ASHAB-I SEVMEK
Ashab-ı Kiram’ın hepsine hürmet etmek ve onlar hakkında ileri geri konuşmamak vaciptir. Çünkü Allahu Teala Kuran’ın birçok yerinde onları methetmiştir.
‘’O gün ki göreceksin o erkek ve kadın mü’minleri, önlerinde ve sağlarında nurları koşuyor…’’ (Hadid 12) mealindeki ayeti kerimesi bunlardandır.
Allah’ın Resulü de onları sevmiş ve birçok hadis-i şerifinde methetmiştir.
‘’Ashabıma eza eden bana eza etmiş olur, bana ezada bulunmuş olan da Allahu Teala’ya eza etmiş gibi olur.’’ Hadis-i şerifi bunlardandır.
Dört mezhep imamlarımız da, Ashab’ın arasında zuhur eden şeylerin hiç birisi hakkında konuşmamak icap ettiğini bildirmişlerdir. Bu meselelerde diline sahip olmalı ve onların sadece güzel ahlak ve meziyetlerini anlamaya çalışıp onlara muhabbet etmeli; onların ahlakı ile ahlaklanmaya çalışmalıdır.

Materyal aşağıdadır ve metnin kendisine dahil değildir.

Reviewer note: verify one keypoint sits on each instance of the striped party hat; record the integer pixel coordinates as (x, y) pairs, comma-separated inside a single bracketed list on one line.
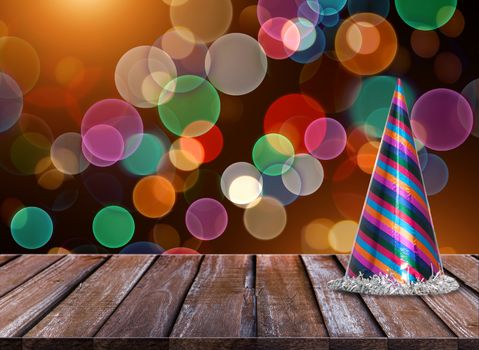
[(395, 250)]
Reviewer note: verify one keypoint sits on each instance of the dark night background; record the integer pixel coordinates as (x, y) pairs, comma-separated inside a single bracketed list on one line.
[(99, 39)]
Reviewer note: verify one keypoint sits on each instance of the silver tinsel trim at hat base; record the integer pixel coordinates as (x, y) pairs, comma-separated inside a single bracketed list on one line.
[(387, 285)]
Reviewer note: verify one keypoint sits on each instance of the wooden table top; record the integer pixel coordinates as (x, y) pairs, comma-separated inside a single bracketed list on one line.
[(222, 302)]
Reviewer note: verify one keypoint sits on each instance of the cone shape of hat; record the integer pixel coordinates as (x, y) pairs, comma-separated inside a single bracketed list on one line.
[(395, 250)]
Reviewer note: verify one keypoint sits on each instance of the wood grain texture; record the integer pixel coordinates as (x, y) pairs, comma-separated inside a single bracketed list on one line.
[(131, 343), (57, 344), (151, 308), (290, 343), (24, 306), (459, 310), (219, 303), (6, 258), (345, 315), (464, 267), (22, 268), (286, 306), (85, 310), (407, 317), (11, 343)]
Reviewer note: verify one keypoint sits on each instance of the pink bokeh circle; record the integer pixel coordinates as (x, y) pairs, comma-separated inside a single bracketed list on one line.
[(119, 115), (102, 145), (206, 219), (325, 138), (442, 119), (279, 37)]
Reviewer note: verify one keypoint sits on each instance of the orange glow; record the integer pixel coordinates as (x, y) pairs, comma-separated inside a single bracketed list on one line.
[(154, 196)]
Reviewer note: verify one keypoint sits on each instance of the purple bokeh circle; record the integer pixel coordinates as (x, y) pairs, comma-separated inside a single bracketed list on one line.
[(11, 102), (435, 174), (117, 114), (325, 138), (286, 9), (442, 119), (206, 219), (103, 144)]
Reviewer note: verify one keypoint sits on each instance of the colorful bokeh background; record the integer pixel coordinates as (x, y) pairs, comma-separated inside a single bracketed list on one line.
[(219, 126)]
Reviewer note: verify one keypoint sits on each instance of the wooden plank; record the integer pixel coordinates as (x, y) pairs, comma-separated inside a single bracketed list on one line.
[(286, 305), (464, 267), (460, 311), (58, 344), (345, 315), (151, 308), (21, 269), (6, 258), (131, 343), (408, 321), (85, 310), (11, 343), (290, 343), (24, 306), (220, 302)]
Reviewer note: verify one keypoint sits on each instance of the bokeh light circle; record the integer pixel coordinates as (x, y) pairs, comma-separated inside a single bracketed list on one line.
[(206, 219), (66, 154), (180, 251), (425, 43), (314, 48), (165, 235), (272, 154), (305, 175), (274, 187), (141, 75), (442, 119), (447, 67), (342, 89), (288, 10), (118, 115), (279, 37), (265, 219), (290, 115), (154, 196), (435, 174), (236, 64), (471, 93), (11, 102), (331, 7), (325, 138), (113, 226), (366, 43), (206, 19), (426, 14), (31, 227), (454, 27), (379, 7), (103, 145), (142, 248), (241, 183), (195, 101), (186, 153), (341, 235), (314, 236), (147, 157), (20, 61), (371, 107)]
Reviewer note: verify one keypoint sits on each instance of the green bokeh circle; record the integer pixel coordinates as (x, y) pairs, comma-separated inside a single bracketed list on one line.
[(371, 107), (31, 227), (189, 99), (426, 14), (113, 226), (147, 157), (273, 154)]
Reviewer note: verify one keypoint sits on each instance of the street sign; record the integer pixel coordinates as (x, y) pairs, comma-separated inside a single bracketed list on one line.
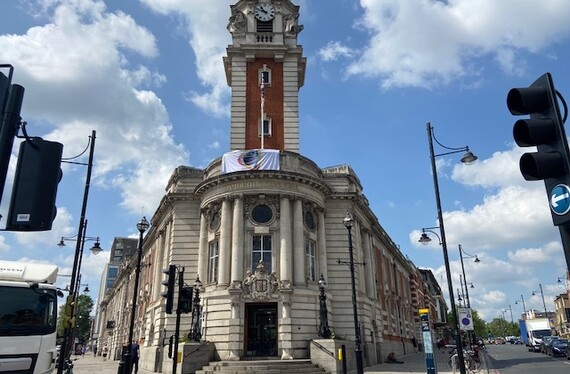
[(560, 199)]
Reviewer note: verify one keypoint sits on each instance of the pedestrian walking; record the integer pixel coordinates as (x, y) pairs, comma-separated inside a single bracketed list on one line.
[(135, 355)]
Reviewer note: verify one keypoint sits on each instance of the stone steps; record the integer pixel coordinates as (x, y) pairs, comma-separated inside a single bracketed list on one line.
[(262, 367)]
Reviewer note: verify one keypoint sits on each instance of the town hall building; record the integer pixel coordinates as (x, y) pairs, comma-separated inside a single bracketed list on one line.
[(261, 230)]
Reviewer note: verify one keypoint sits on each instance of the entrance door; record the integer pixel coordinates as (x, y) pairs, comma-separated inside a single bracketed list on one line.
[(261, 330)]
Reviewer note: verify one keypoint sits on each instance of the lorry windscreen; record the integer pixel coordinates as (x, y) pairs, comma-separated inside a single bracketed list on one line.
[(27, 311), (540, 333)]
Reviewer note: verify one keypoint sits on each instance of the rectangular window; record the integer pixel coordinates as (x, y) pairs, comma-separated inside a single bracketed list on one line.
[(261, 251), (265, 127), (213, 256), (265, 77), (310, 260)]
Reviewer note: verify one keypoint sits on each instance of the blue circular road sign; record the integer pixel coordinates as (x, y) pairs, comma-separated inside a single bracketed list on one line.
[(560, 199)]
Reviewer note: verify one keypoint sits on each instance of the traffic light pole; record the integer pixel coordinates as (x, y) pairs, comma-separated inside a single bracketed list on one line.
[(565, 236), (11, 98)]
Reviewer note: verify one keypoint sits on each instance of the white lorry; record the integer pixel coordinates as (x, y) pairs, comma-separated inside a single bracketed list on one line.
[(28, 317), (537, 328)]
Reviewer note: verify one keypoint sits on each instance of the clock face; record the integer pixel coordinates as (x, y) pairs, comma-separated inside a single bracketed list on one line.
[(264, 12)]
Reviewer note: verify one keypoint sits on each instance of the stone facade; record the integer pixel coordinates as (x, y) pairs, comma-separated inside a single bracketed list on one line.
[(259, 240)]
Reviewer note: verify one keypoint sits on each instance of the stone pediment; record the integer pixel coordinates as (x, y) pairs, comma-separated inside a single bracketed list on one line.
[(260, 285)]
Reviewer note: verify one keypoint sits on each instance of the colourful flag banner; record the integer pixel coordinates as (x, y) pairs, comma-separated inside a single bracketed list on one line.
[(253, 159)]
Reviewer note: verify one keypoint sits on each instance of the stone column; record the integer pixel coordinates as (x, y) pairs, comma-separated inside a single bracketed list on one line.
[(369, 268), (298, 244), (322, 239), (285, 251), (225, 243), (203, 248), (237, 242)]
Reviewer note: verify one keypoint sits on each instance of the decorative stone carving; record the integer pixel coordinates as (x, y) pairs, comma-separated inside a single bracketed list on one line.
[(291, 23), (260, 285), (237, 22)]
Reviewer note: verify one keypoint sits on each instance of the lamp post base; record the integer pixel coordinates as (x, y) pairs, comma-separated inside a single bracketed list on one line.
[(125, 364)]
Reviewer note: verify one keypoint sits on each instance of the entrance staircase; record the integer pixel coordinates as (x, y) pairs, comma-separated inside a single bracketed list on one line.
[(262, 367)]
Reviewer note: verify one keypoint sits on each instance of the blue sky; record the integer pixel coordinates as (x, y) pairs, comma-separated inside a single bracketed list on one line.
[(147, 75)]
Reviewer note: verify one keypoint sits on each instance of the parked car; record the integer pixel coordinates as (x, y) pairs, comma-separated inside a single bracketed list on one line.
[(558, 347), (546, 342)]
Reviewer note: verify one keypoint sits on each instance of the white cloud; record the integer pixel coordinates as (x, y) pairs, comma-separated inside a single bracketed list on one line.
[(535, 255), (83, 55), (333, 51), (426, 43), (208, 44)]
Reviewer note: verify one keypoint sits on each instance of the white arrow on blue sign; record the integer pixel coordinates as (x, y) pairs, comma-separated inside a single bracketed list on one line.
[(560, 199)]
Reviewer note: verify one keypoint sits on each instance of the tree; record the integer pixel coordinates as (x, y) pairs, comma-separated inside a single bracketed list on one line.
[(500, 327), (82, 311)]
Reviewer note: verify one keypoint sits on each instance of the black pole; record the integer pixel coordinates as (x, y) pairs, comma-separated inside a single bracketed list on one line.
[(128, 360), (10, 123), (357, 348), (458, 343), (543, 303), (177, 331), (76, 260)]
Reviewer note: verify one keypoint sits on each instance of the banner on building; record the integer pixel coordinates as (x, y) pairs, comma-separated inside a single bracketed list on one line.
[(253, 159), (465, 319)]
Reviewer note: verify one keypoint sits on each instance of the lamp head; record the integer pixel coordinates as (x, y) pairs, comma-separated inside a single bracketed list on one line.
[(197, 283), (348, 221), (468, 158), (96, 249), (424, 239), (143, 225), (322, 282)]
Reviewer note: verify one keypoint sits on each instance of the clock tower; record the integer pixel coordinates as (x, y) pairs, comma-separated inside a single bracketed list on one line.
[(265, 68)]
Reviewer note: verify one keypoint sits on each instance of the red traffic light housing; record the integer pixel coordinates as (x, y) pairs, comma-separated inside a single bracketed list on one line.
[(169, 283)]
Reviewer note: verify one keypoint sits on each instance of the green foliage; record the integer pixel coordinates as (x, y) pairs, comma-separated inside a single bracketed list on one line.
[(82, 311), (499, 327)]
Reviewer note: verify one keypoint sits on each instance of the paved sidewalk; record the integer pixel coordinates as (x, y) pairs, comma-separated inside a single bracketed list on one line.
[(413, 363), (95, 365)]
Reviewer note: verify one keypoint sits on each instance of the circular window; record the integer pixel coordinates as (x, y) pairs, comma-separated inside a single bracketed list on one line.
[(310, 220), (215, 221), (262, 213)]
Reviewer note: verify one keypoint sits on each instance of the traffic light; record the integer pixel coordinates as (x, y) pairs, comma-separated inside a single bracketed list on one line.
[(170, 345), (38, 172), (68, 319), (169, 283), (185, 300), (545, 130)]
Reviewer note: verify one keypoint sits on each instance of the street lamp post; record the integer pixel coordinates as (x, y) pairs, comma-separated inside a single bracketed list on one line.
[(467, 158), (542, 295), (66, 342), (324, 330), (196, 332), (467, 255), (348, 223), (142, 226)]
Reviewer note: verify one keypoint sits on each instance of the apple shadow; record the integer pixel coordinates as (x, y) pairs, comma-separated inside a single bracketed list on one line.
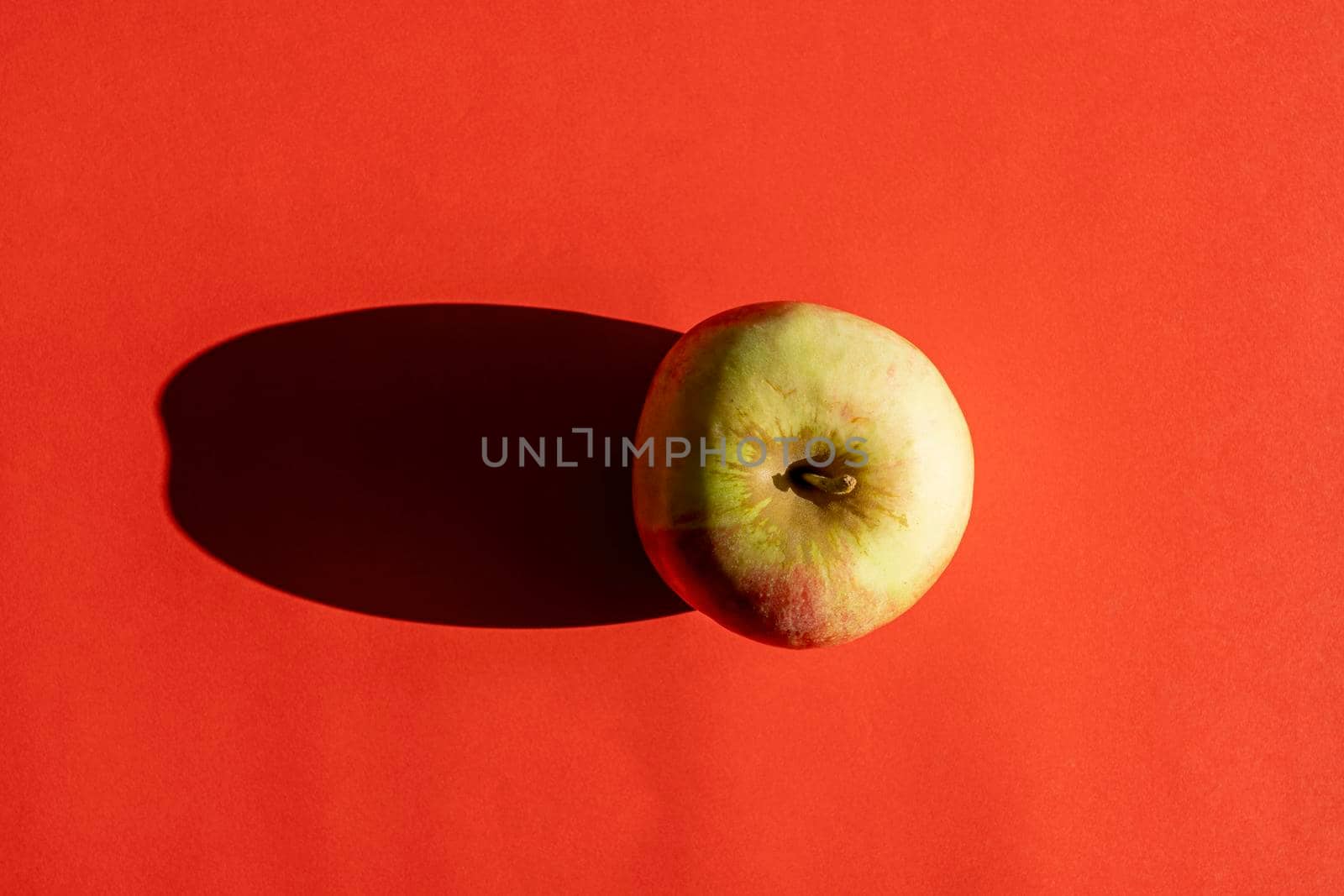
[(339, 458)]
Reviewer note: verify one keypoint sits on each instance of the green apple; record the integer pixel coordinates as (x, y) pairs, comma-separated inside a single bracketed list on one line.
[(811, 473)]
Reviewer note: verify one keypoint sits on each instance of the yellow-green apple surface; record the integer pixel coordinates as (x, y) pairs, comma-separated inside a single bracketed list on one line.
[(780, 537)]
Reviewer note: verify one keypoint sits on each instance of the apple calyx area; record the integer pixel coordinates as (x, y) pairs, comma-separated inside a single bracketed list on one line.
[(830, 484), (810, 474)]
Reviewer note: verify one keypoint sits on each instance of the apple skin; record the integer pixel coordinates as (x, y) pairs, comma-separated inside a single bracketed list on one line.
[(759, 548)]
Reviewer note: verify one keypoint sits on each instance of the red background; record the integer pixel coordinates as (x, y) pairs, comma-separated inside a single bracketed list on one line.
[(1116, 230)]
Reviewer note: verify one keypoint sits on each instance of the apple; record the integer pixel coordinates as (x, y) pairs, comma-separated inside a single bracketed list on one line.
[(765, 528)]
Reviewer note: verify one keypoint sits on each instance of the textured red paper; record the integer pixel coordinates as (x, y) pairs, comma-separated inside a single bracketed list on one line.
[(1115, 228)]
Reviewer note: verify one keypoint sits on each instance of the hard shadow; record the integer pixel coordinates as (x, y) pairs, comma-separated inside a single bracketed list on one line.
[(339, 458)]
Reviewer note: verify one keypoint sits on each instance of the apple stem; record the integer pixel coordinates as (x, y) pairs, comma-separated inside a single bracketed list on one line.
[(830, 484)]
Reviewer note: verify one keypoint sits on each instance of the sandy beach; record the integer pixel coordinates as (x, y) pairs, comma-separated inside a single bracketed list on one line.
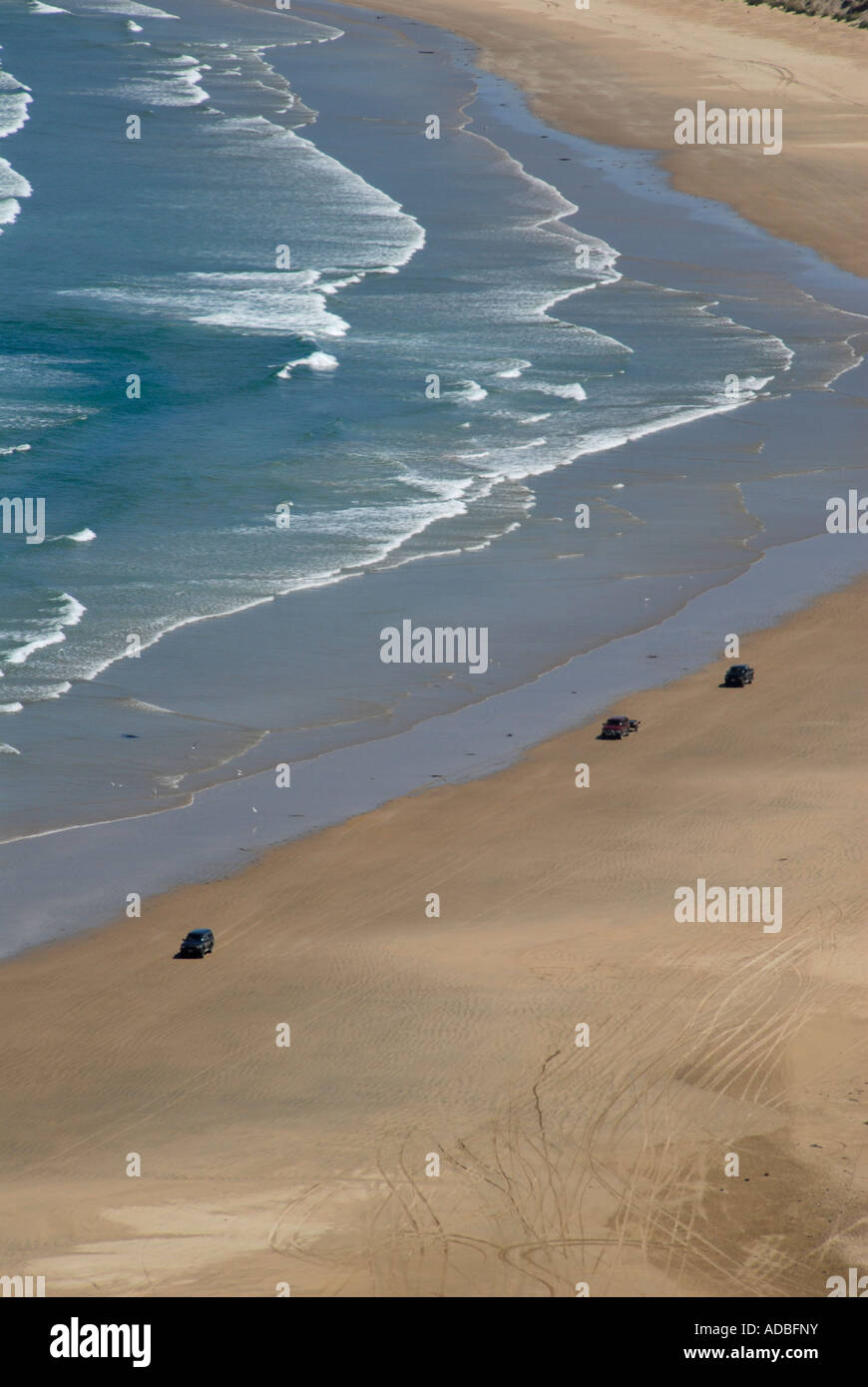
[(455, 1037), (461, 1046), (618, 71)]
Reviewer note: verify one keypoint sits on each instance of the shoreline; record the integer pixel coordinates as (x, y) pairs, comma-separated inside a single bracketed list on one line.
[(555, 909), (607, 74), (454, 1034), (240, 727)]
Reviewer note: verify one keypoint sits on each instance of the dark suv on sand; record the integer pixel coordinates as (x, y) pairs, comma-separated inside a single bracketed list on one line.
[(738, 676), (198, 943)]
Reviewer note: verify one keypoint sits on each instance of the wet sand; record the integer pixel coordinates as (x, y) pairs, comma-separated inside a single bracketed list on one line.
[(455, 1037)]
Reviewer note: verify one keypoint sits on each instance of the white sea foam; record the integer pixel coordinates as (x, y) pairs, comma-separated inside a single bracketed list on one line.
[(573, 391), (469, 391), (14, 102), (168, 88), (515, 369), (53, 633), (79, 537), (280, 301), (316, 361), (139, 11)]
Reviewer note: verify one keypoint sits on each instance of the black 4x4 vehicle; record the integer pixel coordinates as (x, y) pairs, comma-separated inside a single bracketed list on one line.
[(198, 943), (618, 727), (738, 676)]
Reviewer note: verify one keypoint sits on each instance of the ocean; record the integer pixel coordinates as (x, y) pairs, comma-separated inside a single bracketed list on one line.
[(309, 327)]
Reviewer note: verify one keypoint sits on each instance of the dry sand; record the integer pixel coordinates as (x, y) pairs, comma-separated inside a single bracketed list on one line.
[(618, 72), (456, 1035)]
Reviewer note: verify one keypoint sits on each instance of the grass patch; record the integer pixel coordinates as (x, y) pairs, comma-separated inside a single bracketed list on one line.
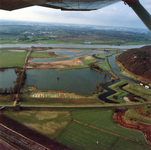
[(40, 55), (81, 137), (138, 43), (6, 98), (12, 59), (135, 116), (49, 123), (120, 93), (103, 119), (138, 90), (9, 48), (123, 144), (146, 109)]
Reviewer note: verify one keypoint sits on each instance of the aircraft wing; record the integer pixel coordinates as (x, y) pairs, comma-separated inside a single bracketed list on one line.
[(75, 5)]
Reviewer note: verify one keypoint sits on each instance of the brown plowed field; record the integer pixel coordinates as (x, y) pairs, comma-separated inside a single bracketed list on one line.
[(141, 112), (37, 137), (119, 118)]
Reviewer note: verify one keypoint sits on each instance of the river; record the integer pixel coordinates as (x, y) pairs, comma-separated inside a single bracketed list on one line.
[(70, 46), (79, 81)]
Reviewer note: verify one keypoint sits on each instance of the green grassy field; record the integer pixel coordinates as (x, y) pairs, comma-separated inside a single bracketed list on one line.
[(49, 123), (123, 144), (12, 59), (146, 109), (132, 115), (81, 137), (103, 119), (120, 93)]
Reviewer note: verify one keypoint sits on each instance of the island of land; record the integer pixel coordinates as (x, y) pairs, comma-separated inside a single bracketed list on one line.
[(46, 103)]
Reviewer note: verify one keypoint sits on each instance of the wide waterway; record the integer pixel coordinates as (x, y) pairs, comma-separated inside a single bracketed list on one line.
[(70, 46), (79, 81)]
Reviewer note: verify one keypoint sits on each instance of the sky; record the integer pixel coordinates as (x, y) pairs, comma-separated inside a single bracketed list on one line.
[(118, 15)]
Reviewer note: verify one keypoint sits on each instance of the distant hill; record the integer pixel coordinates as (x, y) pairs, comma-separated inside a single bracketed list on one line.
[(137, 61)]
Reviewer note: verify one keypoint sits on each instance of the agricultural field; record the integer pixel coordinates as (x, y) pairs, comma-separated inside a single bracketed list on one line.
[(103, 120), (30, 96), (80, 128), (120, 93), (12, 59), (48, 123), (6, 99), (40, 55), (132, 115)]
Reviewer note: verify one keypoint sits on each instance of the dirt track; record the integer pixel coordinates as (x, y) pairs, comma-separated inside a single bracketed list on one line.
[(25, 138), (119, 118)]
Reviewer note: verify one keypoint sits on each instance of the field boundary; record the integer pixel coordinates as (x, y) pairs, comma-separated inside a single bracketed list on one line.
[(107, 132)]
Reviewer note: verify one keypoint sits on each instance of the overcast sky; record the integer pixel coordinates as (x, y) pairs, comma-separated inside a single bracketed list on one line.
[(116, 14)]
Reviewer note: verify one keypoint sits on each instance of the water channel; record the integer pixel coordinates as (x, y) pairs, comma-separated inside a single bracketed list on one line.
[(79, 81), (7, 78)]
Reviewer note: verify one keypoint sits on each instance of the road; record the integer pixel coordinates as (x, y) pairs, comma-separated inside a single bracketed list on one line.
[(78, 106)]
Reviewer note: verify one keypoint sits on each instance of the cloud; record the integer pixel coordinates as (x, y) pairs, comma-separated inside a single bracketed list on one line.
[(116, 14)]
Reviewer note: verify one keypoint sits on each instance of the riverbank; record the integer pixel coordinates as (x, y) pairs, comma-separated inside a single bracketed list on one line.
[(129, 74)]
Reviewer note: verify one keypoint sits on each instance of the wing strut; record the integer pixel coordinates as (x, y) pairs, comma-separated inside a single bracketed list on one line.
[(143, 14)]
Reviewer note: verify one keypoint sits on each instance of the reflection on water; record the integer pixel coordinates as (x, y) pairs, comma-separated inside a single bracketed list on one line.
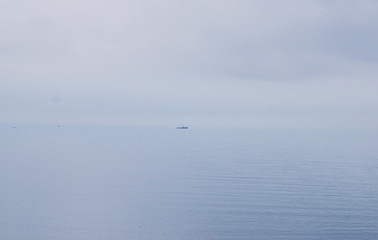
[(122, 183)]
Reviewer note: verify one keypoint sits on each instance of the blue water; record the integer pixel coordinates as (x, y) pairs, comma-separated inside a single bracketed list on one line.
[(88, 183)]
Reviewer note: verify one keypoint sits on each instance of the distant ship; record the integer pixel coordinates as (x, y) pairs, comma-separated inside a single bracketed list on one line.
[(183, 127)]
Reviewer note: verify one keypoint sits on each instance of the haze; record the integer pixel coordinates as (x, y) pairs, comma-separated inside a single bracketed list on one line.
[(290, 64)]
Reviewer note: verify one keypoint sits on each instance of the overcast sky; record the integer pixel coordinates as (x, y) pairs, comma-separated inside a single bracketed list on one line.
[(294, 63)]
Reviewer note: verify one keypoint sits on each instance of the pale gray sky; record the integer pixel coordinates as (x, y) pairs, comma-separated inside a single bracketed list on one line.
[(295, 63)]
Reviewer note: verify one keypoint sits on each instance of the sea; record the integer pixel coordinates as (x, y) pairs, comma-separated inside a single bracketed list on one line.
[(202, 183)]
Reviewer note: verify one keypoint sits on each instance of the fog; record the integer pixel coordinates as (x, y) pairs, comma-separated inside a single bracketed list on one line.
[(292, 64)]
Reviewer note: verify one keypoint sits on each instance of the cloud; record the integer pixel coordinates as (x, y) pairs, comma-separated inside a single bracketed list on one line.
[(219, 58)]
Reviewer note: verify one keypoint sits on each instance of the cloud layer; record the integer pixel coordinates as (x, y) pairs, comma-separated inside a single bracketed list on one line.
[(78, 61)]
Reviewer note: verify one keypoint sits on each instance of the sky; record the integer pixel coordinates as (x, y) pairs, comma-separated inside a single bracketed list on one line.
[(260, 64)]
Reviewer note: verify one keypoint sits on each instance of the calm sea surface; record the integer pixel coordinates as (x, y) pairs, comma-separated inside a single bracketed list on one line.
[(114, 183)]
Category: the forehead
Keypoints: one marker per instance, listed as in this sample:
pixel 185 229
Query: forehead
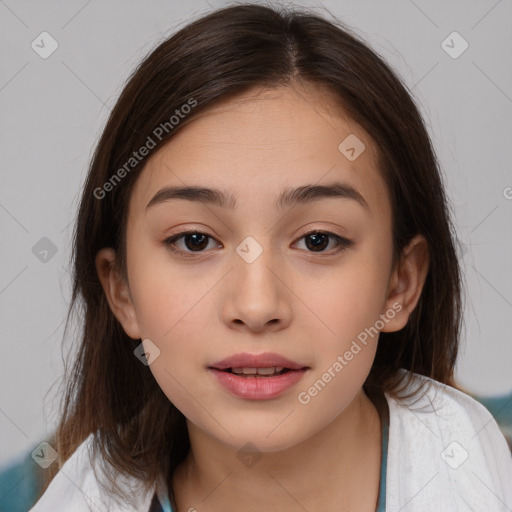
pixel 265 140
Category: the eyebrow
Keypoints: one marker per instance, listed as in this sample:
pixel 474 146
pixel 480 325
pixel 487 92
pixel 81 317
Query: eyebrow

Resulullah’ın bütün ashabı hidayet üzeredir. Onların tamamı adildir; onlardan bize tebliğ edilen her şey haktır ve doğrudur.
Hadis-i şerifte:
‘’Benim ashabım gökteki yıldızlar gibidirler, hangisine uyarsanız hidayet bulursunuz.’’ Buyrulmuştur.
Her kim Ashab-ı Kiram’ın dindeki gayretlerini, mallarını, canlarını Allah ve Resulünün uğrunda harcadıklarını bilirse, onların şanlarının büyüklüğünde şüphe edemez, onların hepsini sever. Bu hal, kendisini onlar aleyhinde konuşmaktan alıkoyar, onlardan herhangi birini kötülemeyi imana zıt görür.
Bizim için en güzeli, kendi nefsimizin ayıplarıyla meşgul olmak, kendi kalplerimizi günahlardan temizlemeye çalışmaktır.
Resulullah’ın ehl-i beytine muhabbet etmekle beraber onun bütün ashabına tazim eden, onların aralarındaki ihtilafları güzel yorumlayan kimseler, ehli sünnettir ve Haricilerden, Rafızilerden uzaktır. Zira ehl-i beyti sevmemek haricilik, Ashab-ı sevmemek Rafiziliktir.
Ehl-i beyte muhabbet ile beraber bütün Ashab-ı Kiram’a tazim ve hürmet ise ehl-i sünnet yoludur.